--- In email@example.com, michael grunstein
Thanks for the compliment. The best description of the process
was posted by Ann Harsh of Harmonie on Sept 6 2003, under subject:
Deck Grooves. Do a search on this site to find that posting.
We used the Embee Striper, a small brass wheel (roller) with a 1
oz. glass paint bottle attached. We used the 3/16 in. width brass
wheel, which required just two passes on the grooves to fill them
with paint. No masking tape is needed -- the groove is sufficiently
depressed from the deck to keep the brass wheel and the paint
contained. Use the edge of the groove to guide the roller. Do a
Google search on "Embee paint striper" and you will find suppliers --
typically art supply stores. We bought the kit with 8 different
brass wheels, but only used one. You will also need a small brush
for the corners and other hard-to reach places like under cleats.
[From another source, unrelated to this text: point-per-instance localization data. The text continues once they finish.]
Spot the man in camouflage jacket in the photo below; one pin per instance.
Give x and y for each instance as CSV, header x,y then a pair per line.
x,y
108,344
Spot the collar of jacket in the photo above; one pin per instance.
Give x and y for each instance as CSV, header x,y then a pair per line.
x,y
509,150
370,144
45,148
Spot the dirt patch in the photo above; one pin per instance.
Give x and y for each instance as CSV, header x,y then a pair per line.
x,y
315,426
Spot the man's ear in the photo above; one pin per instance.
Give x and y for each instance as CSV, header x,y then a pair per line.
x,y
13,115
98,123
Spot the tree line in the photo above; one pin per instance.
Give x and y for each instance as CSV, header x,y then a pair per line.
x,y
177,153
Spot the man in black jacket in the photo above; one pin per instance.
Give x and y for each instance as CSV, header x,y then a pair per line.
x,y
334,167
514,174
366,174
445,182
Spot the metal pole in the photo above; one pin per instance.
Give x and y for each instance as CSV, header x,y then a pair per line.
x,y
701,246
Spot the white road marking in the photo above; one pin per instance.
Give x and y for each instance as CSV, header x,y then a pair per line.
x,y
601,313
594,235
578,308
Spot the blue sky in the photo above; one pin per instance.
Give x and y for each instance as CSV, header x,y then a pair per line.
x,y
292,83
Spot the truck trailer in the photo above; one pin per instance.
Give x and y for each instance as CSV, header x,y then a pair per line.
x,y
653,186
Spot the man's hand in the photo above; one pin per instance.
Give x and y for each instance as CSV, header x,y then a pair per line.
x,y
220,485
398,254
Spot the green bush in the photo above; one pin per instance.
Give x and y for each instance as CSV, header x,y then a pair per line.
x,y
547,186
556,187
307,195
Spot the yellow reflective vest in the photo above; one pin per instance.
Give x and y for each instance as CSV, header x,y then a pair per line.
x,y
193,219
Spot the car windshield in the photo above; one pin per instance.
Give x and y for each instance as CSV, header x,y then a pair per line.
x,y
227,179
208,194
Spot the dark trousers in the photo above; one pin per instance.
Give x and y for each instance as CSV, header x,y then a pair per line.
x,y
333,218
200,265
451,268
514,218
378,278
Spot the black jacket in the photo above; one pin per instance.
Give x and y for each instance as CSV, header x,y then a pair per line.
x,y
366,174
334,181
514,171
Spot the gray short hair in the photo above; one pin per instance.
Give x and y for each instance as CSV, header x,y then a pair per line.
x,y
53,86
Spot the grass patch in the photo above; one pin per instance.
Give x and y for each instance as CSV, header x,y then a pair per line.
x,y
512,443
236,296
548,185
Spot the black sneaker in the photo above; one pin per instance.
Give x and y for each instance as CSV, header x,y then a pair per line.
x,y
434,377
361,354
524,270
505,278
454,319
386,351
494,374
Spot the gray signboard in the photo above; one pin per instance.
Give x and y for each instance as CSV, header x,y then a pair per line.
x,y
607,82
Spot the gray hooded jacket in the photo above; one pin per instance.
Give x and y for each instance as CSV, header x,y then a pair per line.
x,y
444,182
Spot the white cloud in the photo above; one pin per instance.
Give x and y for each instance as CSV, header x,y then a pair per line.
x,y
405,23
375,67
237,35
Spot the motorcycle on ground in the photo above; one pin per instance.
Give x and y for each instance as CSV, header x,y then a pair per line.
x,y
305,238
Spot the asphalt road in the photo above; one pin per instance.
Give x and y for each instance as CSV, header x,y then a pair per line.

The paint we used was Pettit EasyPoxy One-part Polyurethane
Enamel. Interlux sells a similar paint: Brightside One-part
polyurethane enamel. One-part means you don't have to mix two
components and hope they don't "set" before you finish painting. As
the painting takes time, this type of paint just makes it harder.
You'll have a hard time finding a brown color to match Amel's
original gelcoat color. Use black -- it looks great! Get a quart of
the proper paint thinner, as you'll need it to clean up spots where
the paint goes over the edge of the groove. Use a clean cloth and a
fingernail. Finally, get a 10-oz.(or so) plastic squeeze bottle with
a small spout to refill the 1-oz. glass bottle -- nothing else works.
Thanks again to Ann Harsh who showed us the way.